Molecular Dynamic Simulation of Tribological Properties of Vulcanized Nitrile Rubber with Different Crosslinking Densities

Molecular dynamic tribological models for vulcanized nitrile rubber with different crosslinking densities (0.4, 0.8, 1.2, 1.6)-iron substrate were established, and then the effect of the crosslinking density on the friction coefficient, relative atomic concentration, friction interface temperature and mean square displacement of rubber molecular in shear friction were analyzed. The accuracy of the model was experimentally verified. The results show that with the increase of crosslinking density, the friction coefficient of the friction pair of vulcanized nitrile rubber-iron substrate increased; the change trend was consistent with the test results.

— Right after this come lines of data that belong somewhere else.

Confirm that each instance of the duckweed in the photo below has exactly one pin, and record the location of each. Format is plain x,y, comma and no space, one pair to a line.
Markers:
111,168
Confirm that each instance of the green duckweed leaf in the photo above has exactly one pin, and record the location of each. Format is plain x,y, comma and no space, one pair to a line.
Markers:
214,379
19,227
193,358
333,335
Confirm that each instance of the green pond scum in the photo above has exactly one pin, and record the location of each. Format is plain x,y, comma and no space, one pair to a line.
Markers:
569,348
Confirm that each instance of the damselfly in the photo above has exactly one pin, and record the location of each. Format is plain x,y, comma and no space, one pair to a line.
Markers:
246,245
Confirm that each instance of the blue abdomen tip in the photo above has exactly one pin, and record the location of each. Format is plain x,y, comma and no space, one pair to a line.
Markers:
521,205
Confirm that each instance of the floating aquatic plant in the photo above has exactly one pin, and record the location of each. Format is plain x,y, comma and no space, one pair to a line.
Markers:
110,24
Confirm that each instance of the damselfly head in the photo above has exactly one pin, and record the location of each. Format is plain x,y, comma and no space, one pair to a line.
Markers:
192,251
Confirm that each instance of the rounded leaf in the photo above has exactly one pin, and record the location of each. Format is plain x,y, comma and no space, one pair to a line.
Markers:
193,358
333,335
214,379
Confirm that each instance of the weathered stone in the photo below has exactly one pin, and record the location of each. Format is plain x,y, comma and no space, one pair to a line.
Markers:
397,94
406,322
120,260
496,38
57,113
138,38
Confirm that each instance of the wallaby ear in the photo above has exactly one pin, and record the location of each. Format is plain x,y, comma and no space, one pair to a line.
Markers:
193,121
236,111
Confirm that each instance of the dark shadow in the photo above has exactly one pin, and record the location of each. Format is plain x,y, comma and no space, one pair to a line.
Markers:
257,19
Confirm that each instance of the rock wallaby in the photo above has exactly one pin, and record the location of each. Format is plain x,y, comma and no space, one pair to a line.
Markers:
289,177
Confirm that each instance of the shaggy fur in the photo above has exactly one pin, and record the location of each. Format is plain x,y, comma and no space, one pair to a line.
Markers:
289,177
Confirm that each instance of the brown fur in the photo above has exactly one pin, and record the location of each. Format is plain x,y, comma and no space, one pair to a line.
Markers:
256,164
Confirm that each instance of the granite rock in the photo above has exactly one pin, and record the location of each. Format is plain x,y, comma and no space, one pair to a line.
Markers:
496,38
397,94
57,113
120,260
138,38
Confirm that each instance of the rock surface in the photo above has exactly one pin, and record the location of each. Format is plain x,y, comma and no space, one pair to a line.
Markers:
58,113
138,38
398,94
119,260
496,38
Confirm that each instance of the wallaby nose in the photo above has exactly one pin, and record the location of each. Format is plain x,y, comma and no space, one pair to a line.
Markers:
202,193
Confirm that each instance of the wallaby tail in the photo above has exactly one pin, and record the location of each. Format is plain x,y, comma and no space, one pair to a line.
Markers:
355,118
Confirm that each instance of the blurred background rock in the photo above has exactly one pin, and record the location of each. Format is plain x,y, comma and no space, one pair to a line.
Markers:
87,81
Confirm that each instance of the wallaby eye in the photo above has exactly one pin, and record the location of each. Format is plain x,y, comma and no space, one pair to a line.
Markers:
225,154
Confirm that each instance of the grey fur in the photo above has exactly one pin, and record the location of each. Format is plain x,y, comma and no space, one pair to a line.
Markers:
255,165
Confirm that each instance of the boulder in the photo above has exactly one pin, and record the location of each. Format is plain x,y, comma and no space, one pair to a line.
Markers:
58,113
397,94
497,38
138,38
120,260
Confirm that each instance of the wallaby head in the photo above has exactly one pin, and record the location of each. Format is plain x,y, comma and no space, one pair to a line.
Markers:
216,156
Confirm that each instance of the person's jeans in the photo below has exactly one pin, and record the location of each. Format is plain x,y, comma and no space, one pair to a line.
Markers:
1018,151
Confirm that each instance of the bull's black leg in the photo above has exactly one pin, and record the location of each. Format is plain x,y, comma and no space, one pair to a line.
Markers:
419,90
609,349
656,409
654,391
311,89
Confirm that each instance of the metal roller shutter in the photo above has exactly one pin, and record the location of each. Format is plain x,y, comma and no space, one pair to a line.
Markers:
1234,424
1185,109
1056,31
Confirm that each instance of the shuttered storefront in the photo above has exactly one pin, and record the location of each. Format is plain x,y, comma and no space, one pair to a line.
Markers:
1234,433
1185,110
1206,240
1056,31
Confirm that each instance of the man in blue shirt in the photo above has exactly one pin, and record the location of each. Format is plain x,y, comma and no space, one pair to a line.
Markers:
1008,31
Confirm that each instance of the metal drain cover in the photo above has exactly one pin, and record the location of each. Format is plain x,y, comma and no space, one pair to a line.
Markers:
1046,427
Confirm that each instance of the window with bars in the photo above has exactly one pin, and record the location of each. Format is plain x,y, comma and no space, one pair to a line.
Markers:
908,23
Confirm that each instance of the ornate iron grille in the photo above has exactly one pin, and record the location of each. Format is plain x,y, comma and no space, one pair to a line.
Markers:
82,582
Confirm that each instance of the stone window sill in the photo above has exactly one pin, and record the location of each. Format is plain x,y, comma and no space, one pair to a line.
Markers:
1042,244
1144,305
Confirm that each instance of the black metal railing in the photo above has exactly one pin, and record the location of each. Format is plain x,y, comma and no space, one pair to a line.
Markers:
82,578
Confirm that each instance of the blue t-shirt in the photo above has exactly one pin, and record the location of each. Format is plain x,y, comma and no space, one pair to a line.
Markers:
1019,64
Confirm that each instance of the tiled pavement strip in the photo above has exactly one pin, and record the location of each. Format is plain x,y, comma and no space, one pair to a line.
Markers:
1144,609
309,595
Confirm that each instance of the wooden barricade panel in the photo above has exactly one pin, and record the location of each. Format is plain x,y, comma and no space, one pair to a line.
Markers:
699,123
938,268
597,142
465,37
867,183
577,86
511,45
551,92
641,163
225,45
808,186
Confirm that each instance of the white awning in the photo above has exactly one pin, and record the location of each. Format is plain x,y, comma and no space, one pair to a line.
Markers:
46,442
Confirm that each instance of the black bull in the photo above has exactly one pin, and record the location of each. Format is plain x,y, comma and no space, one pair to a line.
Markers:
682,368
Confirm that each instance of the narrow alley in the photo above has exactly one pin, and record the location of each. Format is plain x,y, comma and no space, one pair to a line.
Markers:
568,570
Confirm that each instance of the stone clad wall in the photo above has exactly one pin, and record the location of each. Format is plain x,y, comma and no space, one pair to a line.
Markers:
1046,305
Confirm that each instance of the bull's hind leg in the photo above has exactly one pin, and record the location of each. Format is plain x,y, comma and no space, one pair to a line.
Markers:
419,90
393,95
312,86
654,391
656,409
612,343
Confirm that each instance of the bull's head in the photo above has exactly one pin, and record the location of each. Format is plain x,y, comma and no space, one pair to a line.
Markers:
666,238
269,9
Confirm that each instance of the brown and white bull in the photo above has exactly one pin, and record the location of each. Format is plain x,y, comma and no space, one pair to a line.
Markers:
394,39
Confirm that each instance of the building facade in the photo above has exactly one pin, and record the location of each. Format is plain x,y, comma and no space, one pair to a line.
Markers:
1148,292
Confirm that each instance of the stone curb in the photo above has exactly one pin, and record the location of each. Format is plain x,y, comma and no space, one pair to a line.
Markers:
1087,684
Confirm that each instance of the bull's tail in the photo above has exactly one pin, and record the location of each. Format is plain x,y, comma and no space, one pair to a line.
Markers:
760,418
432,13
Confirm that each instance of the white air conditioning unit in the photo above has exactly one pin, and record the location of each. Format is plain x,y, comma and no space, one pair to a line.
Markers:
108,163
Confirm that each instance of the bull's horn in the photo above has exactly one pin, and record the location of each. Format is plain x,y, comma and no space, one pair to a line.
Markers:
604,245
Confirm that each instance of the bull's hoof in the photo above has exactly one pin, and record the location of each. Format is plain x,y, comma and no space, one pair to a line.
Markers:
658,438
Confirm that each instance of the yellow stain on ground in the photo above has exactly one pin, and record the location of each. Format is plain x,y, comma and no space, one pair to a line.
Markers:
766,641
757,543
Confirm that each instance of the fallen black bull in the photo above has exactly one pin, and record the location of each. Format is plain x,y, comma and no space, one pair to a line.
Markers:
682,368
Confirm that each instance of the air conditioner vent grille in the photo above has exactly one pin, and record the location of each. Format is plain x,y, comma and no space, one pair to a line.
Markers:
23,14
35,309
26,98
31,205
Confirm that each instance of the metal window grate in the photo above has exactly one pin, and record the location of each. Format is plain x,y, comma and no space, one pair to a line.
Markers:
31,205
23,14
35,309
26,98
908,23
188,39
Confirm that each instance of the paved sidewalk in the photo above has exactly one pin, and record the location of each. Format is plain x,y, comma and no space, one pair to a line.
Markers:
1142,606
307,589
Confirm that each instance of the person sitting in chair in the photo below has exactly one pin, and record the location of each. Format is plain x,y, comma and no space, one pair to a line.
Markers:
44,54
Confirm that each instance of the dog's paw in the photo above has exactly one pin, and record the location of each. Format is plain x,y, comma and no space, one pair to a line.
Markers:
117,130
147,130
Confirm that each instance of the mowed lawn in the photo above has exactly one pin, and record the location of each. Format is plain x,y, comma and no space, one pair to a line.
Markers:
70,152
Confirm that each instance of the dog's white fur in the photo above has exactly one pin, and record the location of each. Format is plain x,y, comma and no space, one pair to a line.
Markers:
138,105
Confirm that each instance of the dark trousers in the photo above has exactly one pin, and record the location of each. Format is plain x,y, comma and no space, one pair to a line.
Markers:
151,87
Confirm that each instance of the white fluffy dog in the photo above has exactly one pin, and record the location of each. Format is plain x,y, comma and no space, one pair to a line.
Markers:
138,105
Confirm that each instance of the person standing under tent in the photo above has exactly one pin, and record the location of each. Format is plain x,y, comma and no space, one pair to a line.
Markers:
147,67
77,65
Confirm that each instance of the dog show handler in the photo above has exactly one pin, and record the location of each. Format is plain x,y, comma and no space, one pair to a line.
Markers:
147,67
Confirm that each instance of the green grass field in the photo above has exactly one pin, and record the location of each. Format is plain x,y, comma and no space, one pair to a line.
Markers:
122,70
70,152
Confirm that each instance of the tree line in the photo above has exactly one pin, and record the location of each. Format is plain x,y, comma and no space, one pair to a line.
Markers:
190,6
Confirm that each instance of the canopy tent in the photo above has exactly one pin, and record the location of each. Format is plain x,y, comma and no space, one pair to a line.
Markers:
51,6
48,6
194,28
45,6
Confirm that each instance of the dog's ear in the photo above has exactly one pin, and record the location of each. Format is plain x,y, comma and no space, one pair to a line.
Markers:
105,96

Vulcanization cross-linking could effectively improve the stiffness between rubber molecules, and restrict the movement of molecular chains, resulting in a decrease in the relative atomic concentration at the friction interface and the mean square displacement of rubber molecules. The increase in the stiffness of the rubber molecular improved the relative displacement between the rubber matrix and the iron substrate, and the moving of iron substrate needed to overcome more atomic bonding; so the adhesion friction force increased, resulting in an increase in the friction coefficient of the friction interface. The increase in the relative displacement also led to more energy loss, making the friction interface generate more heat; so the temperature of the friction interface rose.